Les modèles autorégressifs vectoriels (VAR) sont hautement paramétrés et peuvent facilement surajuster les données, ce qui entraîne une faible précision des prévisions. Les modèles VAR bayésiens (BVAR) résolvent ce problème en introduisant des informations préalables qui régularisent les estimations des paramètres.
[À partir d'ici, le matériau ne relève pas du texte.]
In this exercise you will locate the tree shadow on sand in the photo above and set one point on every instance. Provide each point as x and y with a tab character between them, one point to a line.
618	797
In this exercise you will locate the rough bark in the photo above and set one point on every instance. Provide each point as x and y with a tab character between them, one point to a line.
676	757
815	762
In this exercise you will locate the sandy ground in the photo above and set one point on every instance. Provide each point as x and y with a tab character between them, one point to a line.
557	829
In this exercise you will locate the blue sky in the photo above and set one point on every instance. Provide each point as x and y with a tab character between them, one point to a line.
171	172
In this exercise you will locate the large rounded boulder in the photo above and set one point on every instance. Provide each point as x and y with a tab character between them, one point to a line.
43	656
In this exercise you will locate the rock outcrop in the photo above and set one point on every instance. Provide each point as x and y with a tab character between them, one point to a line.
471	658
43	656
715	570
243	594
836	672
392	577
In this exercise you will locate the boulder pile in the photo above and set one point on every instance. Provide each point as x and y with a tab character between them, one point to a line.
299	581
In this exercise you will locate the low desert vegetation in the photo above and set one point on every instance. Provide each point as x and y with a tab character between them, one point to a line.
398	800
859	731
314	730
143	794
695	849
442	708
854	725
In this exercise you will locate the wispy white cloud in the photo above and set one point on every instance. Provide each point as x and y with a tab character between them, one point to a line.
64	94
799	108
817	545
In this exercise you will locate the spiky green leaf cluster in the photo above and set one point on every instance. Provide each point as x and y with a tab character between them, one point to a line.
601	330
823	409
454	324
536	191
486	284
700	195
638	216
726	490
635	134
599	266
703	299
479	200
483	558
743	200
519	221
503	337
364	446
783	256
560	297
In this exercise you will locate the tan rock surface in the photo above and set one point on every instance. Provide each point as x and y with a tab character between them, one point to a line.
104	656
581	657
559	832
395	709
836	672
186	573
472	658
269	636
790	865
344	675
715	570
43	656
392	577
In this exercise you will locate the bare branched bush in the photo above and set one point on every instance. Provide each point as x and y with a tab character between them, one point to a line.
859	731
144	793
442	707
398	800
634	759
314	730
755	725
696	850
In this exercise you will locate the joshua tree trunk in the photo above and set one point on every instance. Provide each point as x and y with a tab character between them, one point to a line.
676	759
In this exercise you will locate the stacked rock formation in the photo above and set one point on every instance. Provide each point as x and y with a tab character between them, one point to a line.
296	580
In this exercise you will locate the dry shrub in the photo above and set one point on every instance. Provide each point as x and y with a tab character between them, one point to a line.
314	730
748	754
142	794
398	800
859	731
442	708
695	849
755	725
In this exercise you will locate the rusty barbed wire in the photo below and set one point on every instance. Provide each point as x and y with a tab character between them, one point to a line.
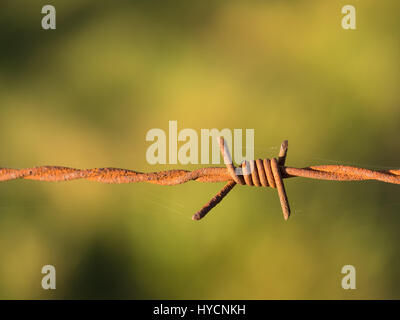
260	173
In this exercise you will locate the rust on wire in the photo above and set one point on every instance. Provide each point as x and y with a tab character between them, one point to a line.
260	173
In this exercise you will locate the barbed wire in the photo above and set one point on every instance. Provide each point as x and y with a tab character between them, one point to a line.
260	173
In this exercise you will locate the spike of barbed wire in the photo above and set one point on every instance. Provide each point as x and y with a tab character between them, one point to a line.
260	173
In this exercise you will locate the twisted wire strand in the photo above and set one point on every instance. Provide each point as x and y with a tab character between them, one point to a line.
260	173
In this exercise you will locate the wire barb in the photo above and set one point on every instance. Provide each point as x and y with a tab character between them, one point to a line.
260	173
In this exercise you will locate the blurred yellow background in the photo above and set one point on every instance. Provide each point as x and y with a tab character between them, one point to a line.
84	95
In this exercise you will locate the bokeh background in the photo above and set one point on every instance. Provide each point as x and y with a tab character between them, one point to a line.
84	95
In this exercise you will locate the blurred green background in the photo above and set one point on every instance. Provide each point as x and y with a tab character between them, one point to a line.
84	95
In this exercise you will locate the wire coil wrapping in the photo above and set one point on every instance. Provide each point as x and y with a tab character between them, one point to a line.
265	173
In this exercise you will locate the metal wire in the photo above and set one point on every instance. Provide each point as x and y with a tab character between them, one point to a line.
265	173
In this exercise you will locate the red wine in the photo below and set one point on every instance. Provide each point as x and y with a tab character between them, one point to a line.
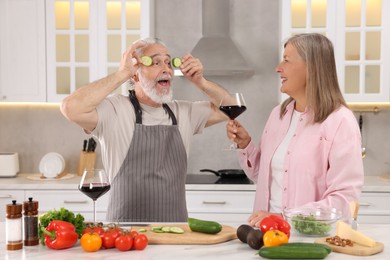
95	190
232	111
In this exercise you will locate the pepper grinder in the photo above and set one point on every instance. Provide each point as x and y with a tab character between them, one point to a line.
30	221
13	226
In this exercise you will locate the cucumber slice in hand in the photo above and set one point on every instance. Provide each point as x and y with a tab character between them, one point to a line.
176	62
146	60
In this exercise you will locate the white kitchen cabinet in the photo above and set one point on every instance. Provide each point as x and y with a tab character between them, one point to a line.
6	197
221	206
86	39
22	51
72	200
374	208
49	48
360	32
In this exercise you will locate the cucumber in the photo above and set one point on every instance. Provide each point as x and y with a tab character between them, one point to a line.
302	251
298	244
146	60
176	62
204	226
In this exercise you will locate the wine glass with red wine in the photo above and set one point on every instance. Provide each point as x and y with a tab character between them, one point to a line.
94	183
232	105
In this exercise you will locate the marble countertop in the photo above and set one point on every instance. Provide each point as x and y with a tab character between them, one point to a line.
231	250
22	182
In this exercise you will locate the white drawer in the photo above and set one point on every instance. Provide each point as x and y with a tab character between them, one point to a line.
72	200
220	201
374	203
6	197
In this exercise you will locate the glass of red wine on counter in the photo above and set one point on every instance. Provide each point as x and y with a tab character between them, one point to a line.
232	105
94	183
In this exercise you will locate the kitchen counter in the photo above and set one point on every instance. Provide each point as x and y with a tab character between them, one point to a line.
231	250
20	182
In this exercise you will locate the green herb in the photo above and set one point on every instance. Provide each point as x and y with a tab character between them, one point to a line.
62	214
308	226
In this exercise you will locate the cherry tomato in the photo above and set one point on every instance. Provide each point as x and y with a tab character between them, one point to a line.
98	230
91	242
109	236
274	238
124	242
140	242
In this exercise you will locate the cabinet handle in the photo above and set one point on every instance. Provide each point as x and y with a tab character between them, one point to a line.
364	204
76	201
215	202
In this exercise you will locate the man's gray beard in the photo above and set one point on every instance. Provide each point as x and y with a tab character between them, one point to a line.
150	90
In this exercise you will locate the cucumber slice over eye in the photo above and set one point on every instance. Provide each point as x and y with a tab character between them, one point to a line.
146	60
176	62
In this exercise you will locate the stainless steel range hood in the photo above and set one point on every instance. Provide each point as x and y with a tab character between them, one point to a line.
216	50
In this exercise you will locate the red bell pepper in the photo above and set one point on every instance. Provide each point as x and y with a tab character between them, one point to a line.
60	235
274	222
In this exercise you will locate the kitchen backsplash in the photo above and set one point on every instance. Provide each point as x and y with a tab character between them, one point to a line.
33	130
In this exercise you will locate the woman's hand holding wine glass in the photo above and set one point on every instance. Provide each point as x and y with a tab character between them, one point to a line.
94	183
233	106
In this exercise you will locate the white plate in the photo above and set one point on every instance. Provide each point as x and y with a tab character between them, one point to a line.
51	165
40	177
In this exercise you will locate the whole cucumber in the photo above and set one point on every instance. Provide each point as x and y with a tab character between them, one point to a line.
300	244
204	226
293	252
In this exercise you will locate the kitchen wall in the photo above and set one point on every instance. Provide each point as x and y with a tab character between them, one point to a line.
34	130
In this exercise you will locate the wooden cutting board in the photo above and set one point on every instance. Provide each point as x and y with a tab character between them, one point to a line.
188	237
356	249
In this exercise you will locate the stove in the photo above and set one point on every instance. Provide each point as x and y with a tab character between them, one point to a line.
213	179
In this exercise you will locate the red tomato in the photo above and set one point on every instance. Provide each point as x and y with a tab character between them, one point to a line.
140	242
109	236
124	242
98	230
134	233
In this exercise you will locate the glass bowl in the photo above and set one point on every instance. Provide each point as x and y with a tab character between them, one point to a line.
317	222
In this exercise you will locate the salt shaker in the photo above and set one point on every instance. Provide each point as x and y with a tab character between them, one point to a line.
13	226
30	221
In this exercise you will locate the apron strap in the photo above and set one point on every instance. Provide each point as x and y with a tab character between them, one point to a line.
138	111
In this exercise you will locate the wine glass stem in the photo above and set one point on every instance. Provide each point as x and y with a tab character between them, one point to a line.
94	211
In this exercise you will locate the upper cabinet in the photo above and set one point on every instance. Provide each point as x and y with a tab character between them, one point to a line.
49	48
22	51
360	32
86	39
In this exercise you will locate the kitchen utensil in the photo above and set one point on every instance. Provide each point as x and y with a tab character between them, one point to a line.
188	237
9	164
356	249
51	165
227	173
354	206
361	133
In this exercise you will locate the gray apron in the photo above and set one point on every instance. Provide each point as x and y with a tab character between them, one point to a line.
150	185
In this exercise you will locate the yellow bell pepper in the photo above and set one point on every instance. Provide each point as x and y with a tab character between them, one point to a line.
274	238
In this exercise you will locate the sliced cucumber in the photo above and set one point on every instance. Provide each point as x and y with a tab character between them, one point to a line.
146	60
176	230
176	62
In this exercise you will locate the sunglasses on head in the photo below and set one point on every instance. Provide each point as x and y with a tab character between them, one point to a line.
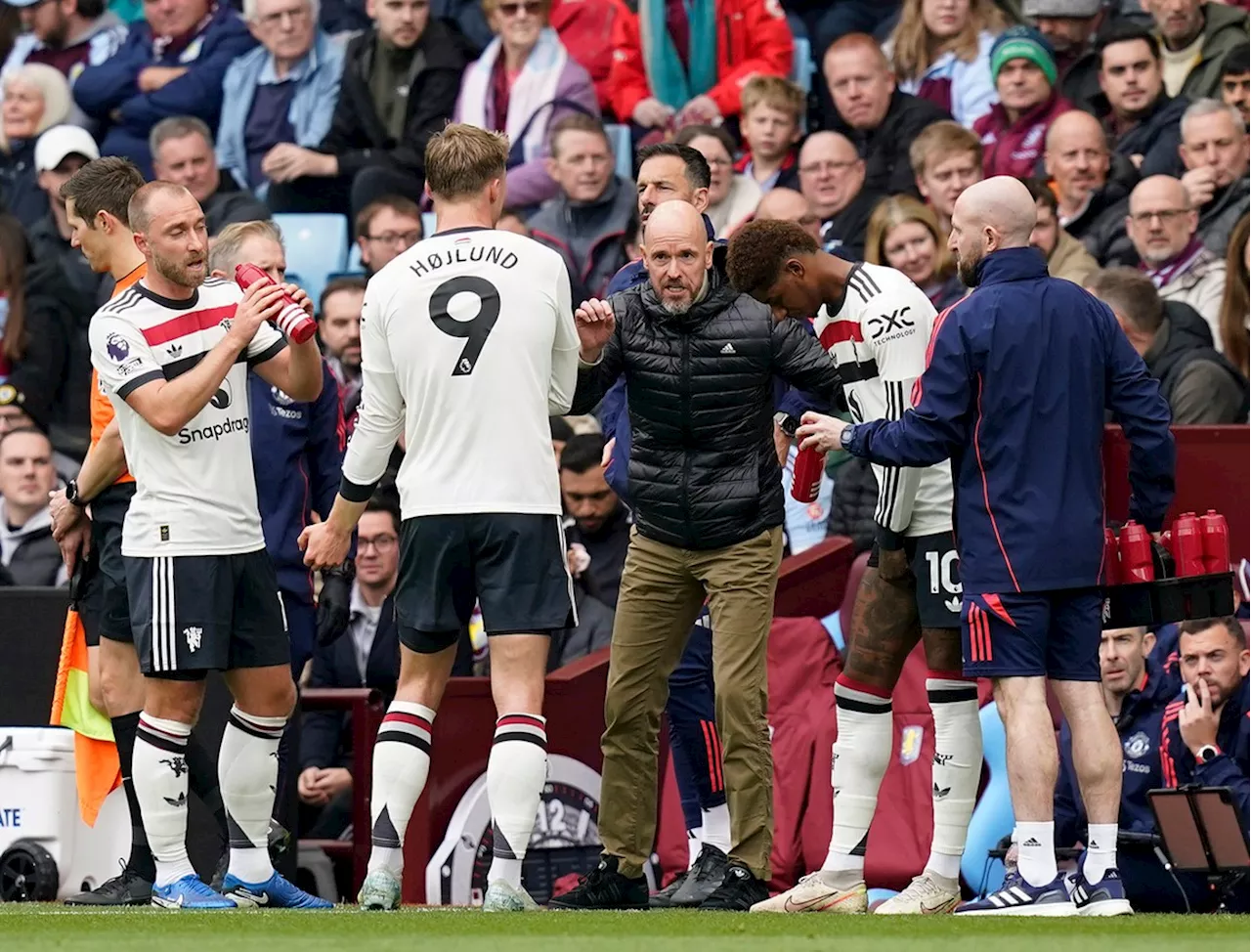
533	8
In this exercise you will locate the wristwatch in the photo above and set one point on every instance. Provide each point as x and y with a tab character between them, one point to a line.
787	423
1207	754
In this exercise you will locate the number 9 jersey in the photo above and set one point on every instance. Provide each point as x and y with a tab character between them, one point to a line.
879	339
467	347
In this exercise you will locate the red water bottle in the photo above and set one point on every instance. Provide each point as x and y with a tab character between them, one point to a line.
805	477
1136	564
1216	541
291	321
1111	558
1187	545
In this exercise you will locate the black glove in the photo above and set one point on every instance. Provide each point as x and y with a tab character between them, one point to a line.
334	603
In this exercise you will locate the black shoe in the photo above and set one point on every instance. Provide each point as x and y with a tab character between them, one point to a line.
604	888
737	892
706	877
280	844
126	888
664	899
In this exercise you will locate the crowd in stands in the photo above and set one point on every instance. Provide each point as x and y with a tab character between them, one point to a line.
1130	126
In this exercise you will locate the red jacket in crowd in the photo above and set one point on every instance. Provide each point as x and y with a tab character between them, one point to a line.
585	29
752	38
1014	149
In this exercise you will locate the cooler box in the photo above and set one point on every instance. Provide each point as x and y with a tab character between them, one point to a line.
47	850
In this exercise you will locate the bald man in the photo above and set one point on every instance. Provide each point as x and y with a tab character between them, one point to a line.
1162	226
781	204
173	354
1019	376
879	119
832	180
1091	199
706	490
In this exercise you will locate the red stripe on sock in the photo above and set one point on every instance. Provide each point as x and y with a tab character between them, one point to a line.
406	718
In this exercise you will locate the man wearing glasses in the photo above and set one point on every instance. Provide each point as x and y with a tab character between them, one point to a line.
385	229
399	86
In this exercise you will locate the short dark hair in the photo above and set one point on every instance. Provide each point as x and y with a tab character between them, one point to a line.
1237	61
715	132
1125	31
698	174
1130	293
1041	193
398	204
576	123
104	184
561	429
582	452
1229	622
759	249
385	499
345	282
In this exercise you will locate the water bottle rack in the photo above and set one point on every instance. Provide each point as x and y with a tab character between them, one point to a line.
1169	599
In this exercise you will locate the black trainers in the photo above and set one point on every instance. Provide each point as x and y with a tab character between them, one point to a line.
664	899
706	877
604	888
126	888
737	892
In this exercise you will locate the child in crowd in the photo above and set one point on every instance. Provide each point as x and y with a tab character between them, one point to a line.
771	121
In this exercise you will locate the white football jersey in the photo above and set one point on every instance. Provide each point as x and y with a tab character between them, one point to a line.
195	491
467	347
879	338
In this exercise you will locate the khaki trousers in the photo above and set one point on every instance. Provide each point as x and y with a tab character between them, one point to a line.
662	590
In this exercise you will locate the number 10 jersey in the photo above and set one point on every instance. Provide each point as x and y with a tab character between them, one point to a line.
467	347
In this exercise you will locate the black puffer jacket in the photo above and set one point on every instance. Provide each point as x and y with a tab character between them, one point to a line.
704	472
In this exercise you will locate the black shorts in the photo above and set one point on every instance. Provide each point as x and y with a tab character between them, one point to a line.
103	603
934	566
512	564
197	613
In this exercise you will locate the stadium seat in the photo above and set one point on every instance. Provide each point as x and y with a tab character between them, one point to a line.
317	245
800	64
992	817
620	140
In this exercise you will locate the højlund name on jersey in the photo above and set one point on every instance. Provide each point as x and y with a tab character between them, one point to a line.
463	254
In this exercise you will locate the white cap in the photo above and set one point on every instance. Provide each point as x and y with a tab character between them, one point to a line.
63	140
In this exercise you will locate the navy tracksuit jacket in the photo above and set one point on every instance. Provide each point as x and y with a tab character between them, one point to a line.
1018	378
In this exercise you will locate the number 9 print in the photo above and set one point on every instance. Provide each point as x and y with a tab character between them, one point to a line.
478	327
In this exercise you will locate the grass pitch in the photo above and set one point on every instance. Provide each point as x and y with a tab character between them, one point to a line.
54	929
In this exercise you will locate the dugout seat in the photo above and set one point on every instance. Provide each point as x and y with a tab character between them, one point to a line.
317	246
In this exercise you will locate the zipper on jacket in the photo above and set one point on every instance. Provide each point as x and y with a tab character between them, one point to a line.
686	438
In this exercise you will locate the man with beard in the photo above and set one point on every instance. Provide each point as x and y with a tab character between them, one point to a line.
65	34
173	354
1018	380
707	499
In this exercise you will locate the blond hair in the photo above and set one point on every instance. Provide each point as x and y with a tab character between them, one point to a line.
914	49
224	254
776	93
941	140
463	159
896	210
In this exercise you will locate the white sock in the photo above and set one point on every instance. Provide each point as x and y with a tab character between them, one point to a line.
695	844
717	827
1100	850
159	773
862	752
248	773
402	762
1036	852
516	773
957	769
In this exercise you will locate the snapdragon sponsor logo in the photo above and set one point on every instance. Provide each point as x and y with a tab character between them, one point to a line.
218	430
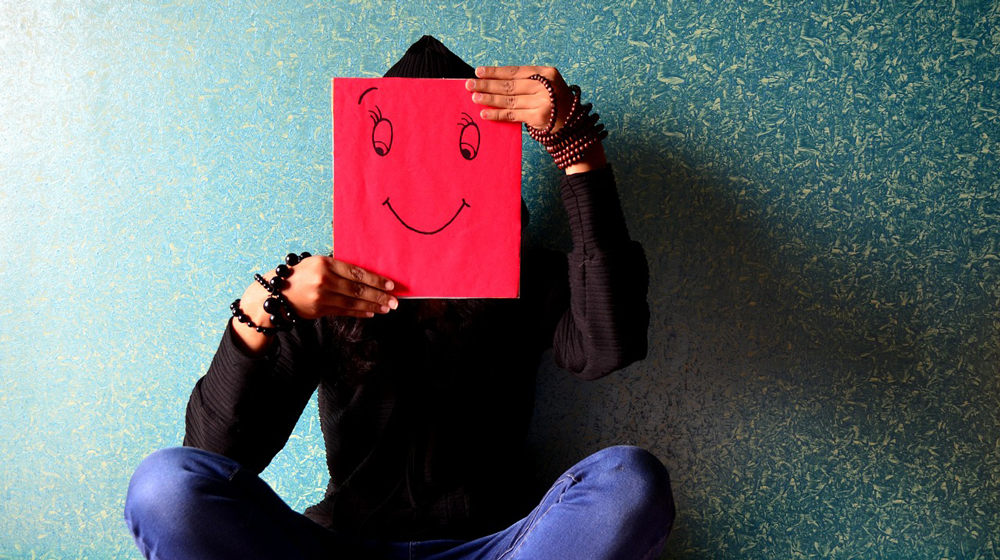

L'inférence bayésienne combine des données et des croyances antérieures à l'aide du théorème de Bayes, ce qui donne une distribution de probabilité a posteriori pour les paramètres du modèle et une distribution prédictive pour les valeurs futures des séries chronologiques.
Le préalable en régime permanent complète les propriétés de rétrécissement du Minnesota Prior en ajoutant des informations économiquement significatives sur le niveau à long terme des variables du modèle.
L'état stable prior [^1] permet aux prévisionnistes d'intégrer les connaissances antérieures sur la moyenne, ou l'état stable, de chaque série chronologique. Cette moyenne à long terme joue un rôle crucial dans les prévisions, car les prévisions des modèles stationnaires convergent vers l'état stationnaire à long terme.
Des données empiriques montrent que l'intégration d'informations antérieures sur les états stationnaires améliore la précision des prévisions à la fois à court et à long terme.
La première étape consiste à spécifier des valeurs a priori stables pour chaque série chronologique du modèle. Chaque a priori est supposé être distribué normalement et est caractérisé par une moyenne antérieure (la meilleure estimation du niveau à long terme par le prévisionniste) et un écart type antérieur (reflétant l'incertitude autour de cette moyenne).
Par exemple, si le modèle VAR inclut l'inflation pour un pays ayant une cible d'inflation de 2 %, le choix naturel est une moyenne préalable pour l'état d'équilibre de 2 % (ou 0,02 si l'inflation est exprimée sous forme décimale). Selon le degré de certitude du prévisionniste quant à ces informations, l'écart type antérieur peut être défini comme suit :
- une valeur faible, par exemple 0,1 donnant un intervalle de probabilité a priori étroit à 95 % compris entre 1,8 et 2,2 environ, ou
- une valeur élevée, par exemple un écart type de 2 donnant un large intervalle de probabilité a priori de 95 % compris entre 2 et 6 environ.
Un écart type a priori faible signifie que l'a priori en régime permanent a une forte influence sur le modèle ajusté, tandis qu'un écart type élevé permet aux données de jouer un rôle plus important. Cette flexibilité permet d'utiliser des a priori informatifs en régime permanent pour des variables bien comprises tout en restant agnostique quant au comportement à long terme des autres.
Le modèle est ensuite ajusté aux données en simulant à partir de la distribution postérieure des paramètres VAR à l'aide d'un algorithme d'échantillonnage de Gibbs bloqué efficace. Les tracés des paramètres postérieurs sont ensuite utilisés pour générer des trajectoires de prévision simulées, qui, ensemble, représentent la distribution prédictive complète sur tous les horizons de prévision.